Aix en Provence 20 février 1926

Bien cher Monsieur.

Ne sursautez pas ! Cette lettre est destinée à vous annoncer la visite d’un ami : Alfred Autin que le hasard de nos voyages nous a fait découvrir  - universitaire- il est même inspecteur d’académie à Dijon ! Vous savez que c’est un homme cultivé. Vous ne connaissez sans doute pas l’écrivain. J’étais comme vous il y a six mois Autin m’a envoyé son « Anathème » qui est certainement un des beaux livres que j’ai lus . J’étais parait-il à cette époque le 725è lecteur. Chose navrante car l’œuvre est poignante et belle . Je crois qu’il y a dans M. Autin une force . Je le dis comme je le pense. C’est un homme très près de nous.

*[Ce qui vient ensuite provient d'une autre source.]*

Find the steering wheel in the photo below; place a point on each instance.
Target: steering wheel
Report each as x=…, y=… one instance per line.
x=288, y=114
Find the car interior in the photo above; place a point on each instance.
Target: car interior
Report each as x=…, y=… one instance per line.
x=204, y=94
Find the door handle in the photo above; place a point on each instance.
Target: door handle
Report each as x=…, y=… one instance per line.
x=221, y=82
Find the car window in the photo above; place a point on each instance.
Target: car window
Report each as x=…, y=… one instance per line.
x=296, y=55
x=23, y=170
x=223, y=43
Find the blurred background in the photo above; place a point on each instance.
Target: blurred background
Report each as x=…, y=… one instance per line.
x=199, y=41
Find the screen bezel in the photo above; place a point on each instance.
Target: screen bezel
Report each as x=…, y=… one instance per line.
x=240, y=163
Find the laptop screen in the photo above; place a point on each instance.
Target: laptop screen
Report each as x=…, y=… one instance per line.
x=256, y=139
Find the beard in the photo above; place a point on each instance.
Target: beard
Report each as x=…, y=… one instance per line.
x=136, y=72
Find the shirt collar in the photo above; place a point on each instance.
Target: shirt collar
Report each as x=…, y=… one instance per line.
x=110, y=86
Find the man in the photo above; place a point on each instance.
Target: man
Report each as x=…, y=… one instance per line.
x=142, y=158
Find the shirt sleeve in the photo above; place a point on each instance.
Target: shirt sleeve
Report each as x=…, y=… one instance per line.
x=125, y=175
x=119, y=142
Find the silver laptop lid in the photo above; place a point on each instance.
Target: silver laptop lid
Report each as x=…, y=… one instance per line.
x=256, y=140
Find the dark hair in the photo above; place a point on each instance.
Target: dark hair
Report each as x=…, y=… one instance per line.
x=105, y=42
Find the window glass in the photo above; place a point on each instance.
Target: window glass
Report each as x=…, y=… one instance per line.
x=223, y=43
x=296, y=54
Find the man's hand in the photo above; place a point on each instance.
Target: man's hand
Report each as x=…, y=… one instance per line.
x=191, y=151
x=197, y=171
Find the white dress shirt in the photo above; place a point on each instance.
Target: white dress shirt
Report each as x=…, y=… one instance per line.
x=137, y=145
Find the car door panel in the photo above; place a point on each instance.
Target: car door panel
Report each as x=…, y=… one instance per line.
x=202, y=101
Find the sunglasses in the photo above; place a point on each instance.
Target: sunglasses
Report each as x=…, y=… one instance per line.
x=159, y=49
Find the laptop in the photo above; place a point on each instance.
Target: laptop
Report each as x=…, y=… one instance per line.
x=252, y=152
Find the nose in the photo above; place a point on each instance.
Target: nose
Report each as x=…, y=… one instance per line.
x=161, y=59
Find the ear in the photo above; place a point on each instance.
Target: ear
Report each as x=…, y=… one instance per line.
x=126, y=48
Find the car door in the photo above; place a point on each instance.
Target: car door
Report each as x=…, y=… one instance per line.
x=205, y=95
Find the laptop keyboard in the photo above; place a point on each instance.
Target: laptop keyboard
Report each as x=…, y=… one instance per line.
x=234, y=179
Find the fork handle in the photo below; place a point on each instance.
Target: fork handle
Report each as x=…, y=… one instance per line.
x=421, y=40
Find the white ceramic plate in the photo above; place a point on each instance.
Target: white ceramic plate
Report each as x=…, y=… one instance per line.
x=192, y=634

Je ne peux l’envoyer car il me semble que c’est un devoir pour moi .

Je m’excuserais d’agir avec cette liberté si je n’étais persuadé de bien faire.

Je vous envoie mon souvenir le plus ensoleillé. Les maisons d’Aix en Provence ocre foncé – les arbres ont des torsions tragiques, le ciel est si bleu qu’il semble qu’on le traverserait en étandant la main. Quel,pays prodigieux.

Croyez moi bien  votre

Maxime Nemo.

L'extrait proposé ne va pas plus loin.